A cette occasion, Nicolas Sarkozy a annoncé des régularisations
« au cas par cas » des familles de sans papiers dont les
enfants sont scolarisés en France. Parmi les trois critères
de régularisation figure celui pour les enfants de «
ne plus parler la langue de leur pays d’origine ».
La fédération Régions &
Peuples Solidaires est outrée par cette condition d’abandon
de sa langue maternelle qui confirme la politique de destruction des
langues régionales et minoritaires menée par le gouvernement
au plus grand mépris des conventions européennes et
internationales.
Si l’obligation de parler le français
est légitime, celle de ne plus maîtriser la langue du
pays d’origine n’a aucune justification crédible
et cache une volonté d’uniformisation et de déculturation
forcée.
Sur le plan culturel, les linguistes ont unanimement
démontré que les enfants maîtrisent mieux le français
s’ils ont plaisir à parler leur langue maternelle qu’elle
soit berbère, occitane, alsacienne ou espagnole. Loin d’être
un handicap, le multilinguisme procure à l’enfant des
facilités pour l’apprentissage de langues nouvelles,
atout considérable pour une génération amenée
à développer les déplacements et les contacts
internationaux.
Au niveau social, il est indéniable qu’une
intégration réussie passe par le respect du multiculturalisme.
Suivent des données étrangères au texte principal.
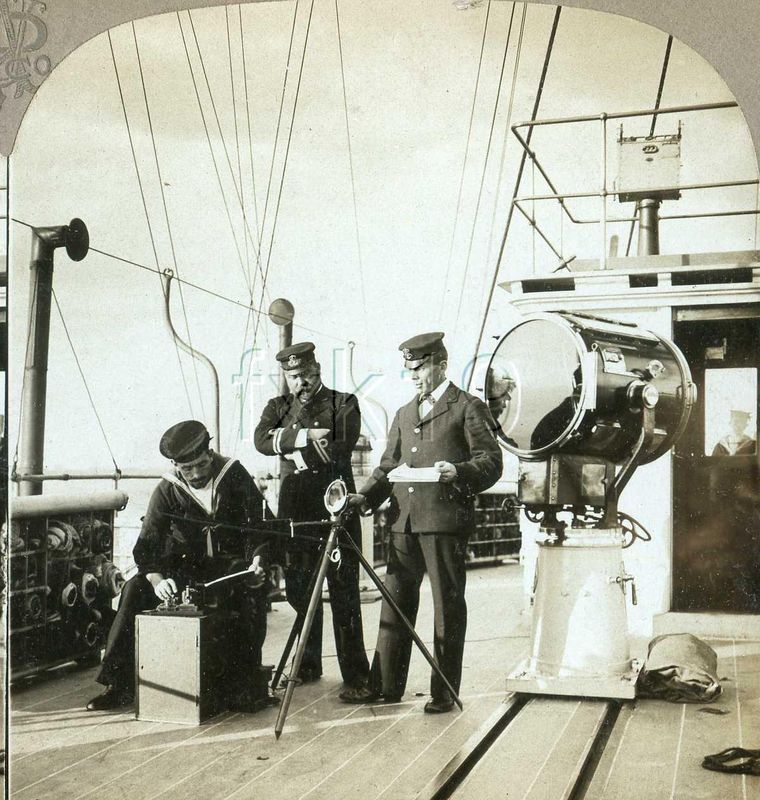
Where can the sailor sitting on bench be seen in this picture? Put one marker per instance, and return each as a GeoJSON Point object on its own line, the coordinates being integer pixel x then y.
{"type": "Point", "coordinates": [188, 536]}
Régions & Peuples Solidaires condamne fermement «
l’assimilation à la française » qui passe
par une éradication de la langue maternelle et par une amnésie
forcée de la culture et de l’ histoire des minorités
qu’elles soient issues de l’immigration ( africains, asiatiques..)
ou présentes sur l’Hexagone ( bretons, catalans, basques…).
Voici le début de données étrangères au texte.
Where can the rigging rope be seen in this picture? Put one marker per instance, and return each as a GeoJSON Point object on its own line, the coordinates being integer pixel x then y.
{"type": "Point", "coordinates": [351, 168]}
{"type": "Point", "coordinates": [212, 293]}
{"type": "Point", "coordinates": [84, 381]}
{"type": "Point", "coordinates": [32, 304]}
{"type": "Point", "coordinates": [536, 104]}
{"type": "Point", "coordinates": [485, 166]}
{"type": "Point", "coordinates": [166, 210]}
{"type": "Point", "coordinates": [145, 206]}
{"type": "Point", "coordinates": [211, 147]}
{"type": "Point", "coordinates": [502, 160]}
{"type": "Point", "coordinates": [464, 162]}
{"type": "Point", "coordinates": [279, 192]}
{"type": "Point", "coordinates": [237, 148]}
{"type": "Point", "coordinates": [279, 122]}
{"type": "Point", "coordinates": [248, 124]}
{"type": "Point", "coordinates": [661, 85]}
R&PS appelle une nouvelle fois le gouvernement
à ratifier la Charte européenne des langues régionales
et minoritaires et à respecter les droits culturels qui sont
partie intégrante des droits de l’homme. La liberté
de préserver sa culture, l’égalité des
langues et la fraternité entre les communautés sont
des préceptes qui permettraient à la France d’assumer
son statut de « Patrie des Droits de l’Homme » et
d’assurer l’unité dans le respect des diversités.